Distopia. Questa la parola chiave del report 2012: l'approssimarsi di un mondo non-desiderabile, opposto appunto all'utopia. I 469 esperti chiamati a redigere il report ricordano che per la prima volta la generazione che verrà non beneficerà della stessa qualità di vita dell'attuale. Vi sono popolazioni in cui i giovani hanno scarse prospettive, un crescente numero di pensionati dipendono da sistemi statali fortemente indebitati, alimentando così gli squilibri fiscali, e c'è sempre maggior distanza tra ricchi e poveri. Complessivamente questi trend mettono a rischio il progresso generato dalla globalizzazione: e sono la base di un crescente risentimento mondiale.

"Questo report è un campanello d'allarme per il settore pubblico e privato. E' necessario trovare modi costruttivi di riallineare le aspettative di una comunità globale - ha commentato John Drzik, ceo di Oliver Wyman Group (Marsh&McLennan Companies) -; alle persone viene chiesto di farsi carico dei rischi che in passato venivano assunti da governi e aziende, come garantirsi una pensione e avere accesso a un sistema sanitario di qualità". 

L'interdipendenza finanziaria, che fino alla fine del ventesimo secolo era vista come la salvezza del mondo futuro, ora potrebbe trascinare nel baratro le economie sviluppate. I cambiamenti climatici, lo spreco di risorse, i rischi legati alle tecnologie emergenti rendono più vulnerabili le società, mentre le regolamentazioni e i sistemi di salvaguardia sembrano non adattarsi al mutamento globale. David Cole, chief risk officer di Swiss Re ha ricordato come si sia stati troppo zelanti nei confronti delle eruzioni vulcaniche islandesi, e superficiali verso la crisi dei mutui subprime e dell'Eurozona: "Bisogna trovare il giusto equilibrio normativo per avere una salvaguardia preventiva piuttosto che reattiva. Analogamente è importante che le normative siano sufficientemente flessibili da adattarsi in modo efficace ai cambiamenti", ha infine sottolineato il top manager.

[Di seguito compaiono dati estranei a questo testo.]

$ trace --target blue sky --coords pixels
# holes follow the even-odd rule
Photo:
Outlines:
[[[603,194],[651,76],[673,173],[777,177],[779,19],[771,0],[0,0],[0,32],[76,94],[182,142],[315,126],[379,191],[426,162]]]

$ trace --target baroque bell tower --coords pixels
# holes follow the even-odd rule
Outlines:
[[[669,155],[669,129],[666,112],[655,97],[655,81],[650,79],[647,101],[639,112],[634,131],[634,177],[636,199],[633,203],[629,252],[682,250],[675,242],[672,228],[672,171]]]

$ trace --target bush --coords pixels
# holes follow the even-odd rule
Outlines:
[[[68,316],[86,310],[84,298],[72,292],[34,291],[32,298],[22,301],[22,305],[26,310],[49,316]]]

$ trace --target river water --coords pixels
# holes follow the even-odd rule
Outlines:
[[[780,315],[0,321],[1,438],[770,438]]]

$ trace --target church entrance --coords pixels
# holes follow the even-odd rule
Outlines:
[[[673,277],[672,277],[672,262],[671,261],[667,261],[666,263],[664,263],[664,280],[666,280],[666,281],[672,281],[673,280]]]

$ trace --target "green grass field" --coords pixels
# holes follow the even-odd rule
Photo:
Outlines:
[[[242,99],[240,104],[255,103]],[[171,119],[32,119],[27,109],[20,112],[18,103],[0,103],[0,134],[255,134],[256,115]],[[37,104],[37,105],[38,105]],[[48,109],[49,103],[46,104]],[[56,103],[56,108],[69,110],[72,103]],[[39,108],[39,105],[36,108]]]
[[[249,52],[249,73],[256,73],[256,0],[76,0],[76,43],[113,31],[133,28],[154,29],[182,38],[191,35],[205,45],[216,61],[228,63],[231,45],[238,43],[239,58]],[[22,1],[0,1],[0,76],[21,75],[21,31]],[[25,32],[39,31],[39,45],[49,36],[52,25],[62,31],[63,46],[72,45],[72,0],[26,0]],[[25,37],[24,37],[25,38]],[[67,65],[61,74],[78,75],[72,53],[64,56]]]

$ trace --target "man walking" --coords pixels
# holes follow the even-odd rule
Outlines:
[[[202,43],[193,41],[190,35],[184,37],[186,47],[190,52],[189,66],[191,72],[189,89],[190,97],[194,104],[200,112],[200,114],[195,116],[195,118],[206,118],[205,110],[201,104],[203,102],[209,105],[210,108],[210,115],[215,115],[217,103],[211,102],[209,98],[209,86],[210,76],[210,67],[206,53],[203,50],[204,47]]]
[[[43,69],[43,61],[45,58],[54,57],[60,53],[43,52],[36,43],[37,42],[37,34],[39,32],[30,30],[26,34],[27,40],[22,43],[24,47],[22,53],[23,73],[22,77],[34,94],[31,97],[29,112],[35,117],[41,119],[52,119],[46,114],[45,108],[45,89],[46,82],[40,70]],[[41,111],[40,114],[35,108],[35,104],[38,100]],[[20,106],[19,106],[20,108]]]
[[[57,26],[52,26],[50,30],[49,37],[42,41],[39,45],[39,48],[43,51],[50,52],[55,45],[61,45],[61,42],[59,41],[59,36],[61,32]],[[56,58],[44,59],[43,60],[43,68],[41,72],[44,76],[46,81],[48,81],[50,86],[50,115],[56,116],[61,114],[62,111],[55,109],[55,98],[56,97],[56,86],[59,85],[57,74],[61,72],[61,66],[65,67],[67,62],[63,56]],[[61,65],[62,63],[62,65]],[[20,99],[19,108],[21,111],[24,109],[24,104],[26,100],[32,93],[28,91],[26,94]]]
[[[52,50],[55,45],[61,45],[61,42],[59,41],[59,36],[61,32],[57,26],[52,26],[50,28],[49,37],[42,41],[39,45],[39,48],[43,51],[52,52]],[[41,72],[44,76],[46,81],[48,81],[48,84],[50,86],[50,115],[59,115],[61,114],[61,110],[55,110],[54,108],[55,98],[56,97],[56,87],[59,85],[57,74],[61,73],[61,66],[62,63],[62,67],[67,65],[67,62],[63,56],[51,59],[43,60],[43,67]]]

E veniamo al "lato oscuro della connettività", come il Global Risks Report definisce i pericoli dell'interdipendenza online. Tutte le nostre vite sono interconnesse in rete, trasformate in materiale "social" che rimbalza all'impazzata tra database cinesi e server in Brasile: questo ci rende vulnerabili a individui, istituzioni e nazioni che possono scatenare cyber attacchi in forma anonima. Se da un lato infatti la Primavera araba ha disvelato una volta per tutte il ruolo storico dell'interconnessione online, dall'altro le rivolte di Londra sono state la testimonianza dell'ambiguità di quello stesso ruolo. "I governi, le società e le aziende hanno bisogno di comprendere maggiormente i rischi dell'interconnessione delle tecnologie se vogliono coglierne a pieno i benefici" ha ammonito nel suo keynote Steve Wilson, chief risk officier di Zurich general Insurance.

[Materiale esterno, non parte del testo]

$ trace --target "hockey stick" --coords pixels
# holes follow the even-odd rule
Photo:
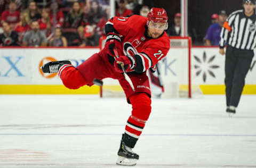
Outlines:
[[[119,55],[118,53],[117,53],[117,51],[116,51],[116,48],[113,49],[114,53],[115,53],[115,55],[116,55],[116,57],[119,58]],[[124,72],[124,79],[127,81],[127,82],[129,83],[130,86],[131,86],[131,87],[132,89],[132,90],[133,91],[135,91],[135,89],[134,89],[134,86],[133,86],[133,84],[132,83],[132,80],[131,80],[131,78],[130,78],[129,76],[128,76],[128,74],[127,74],[126,72],[125,72],[125,70],[124,70],[124,64],[123,63],[120,63],[120,65],[121,66],[122,69],[123,71]]]

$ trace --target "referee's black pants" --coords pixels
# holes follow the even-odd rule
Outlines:
[[[237,107],[253,55],[253,51],[227,47],[225,60],[227,106]]]

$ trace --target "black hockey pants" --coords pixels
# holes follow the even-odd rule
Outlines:
[[[244,86],[245,78],[251,67],[253,51],[241,50],[230,46],[225,60],[225,85],[227,106],[237,107]]]

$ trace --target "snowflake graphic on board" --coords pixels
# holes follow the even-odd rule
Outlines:
[[[194,57],[196,61],[196,63],[194,65],[194,68],[196,70],[196,75],[198,77],[202,74],[204,82],[206,81],[208,74],[213,78],[216,77],[213,70],[220,68],[220,66],[212,64],[215,56],[214,55],[207,59],[206,53],[204,52],[203,59],[201,60],[198,56],[194,55]]]

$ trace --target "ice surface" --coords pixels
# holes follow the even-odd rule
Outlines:
[[[131,106],[95,95],[1,95],[0,167],[115,165]],[[256,167],[256,96],[153,99],[135,167]]]

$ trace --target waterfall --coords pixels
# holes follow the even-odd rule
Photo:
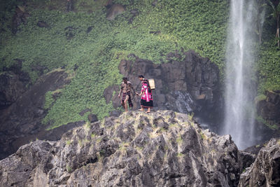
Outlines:
[[[255,143],[255,0],[231,0],[225,69],[225,116],[220,134],[230,134],[239,149]]]

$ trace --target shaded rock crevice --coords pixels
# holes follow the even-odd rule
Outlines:
[[[240,165],[230,136],[187,114],[130,111],[22,146],[0,161],[0,185],[237,186]]]

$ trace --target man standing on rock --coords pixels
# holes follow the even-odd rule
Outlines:
[[[148,109],[146,113],[150,113],[150,109],[153,108],[152,90],[150,89],[148,81],[144,78],[144,76],[140,75],[138,76],[139,80],[142,81],[142,88],[141,93],[136,93],[141,97],[141,109],[144,111],[144,109]]]
[[[133,92],[135,93],[135,90],[134,88],[133,88],[132,83],[130,81],[128,81],[127,78],[126,77],[122,78],[122,82],[120,84],[120,90],[118,97],[118,98],[120,98],[120,93],[122,93],[121,104],[122,107],[125,109],[125,112],[128,111],[127,104],[127,101],[130,108],[133,107],[133,104],[130,96],[131,90],[132,90]]]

Il Global Risks 2012 non è un elenco di sciagure, ma, come ha concluso nella sua relazione Howard Kunreuther, professore di Decision sciences e Public policy all'Università di Wharton in Pennsylvania, "fornisce le basi per un dialogo sugli effetti negativi di una visione non lungimirante e sull'importanza di studiare strategie di lungo periodo che siano realizzabili e ben recepite".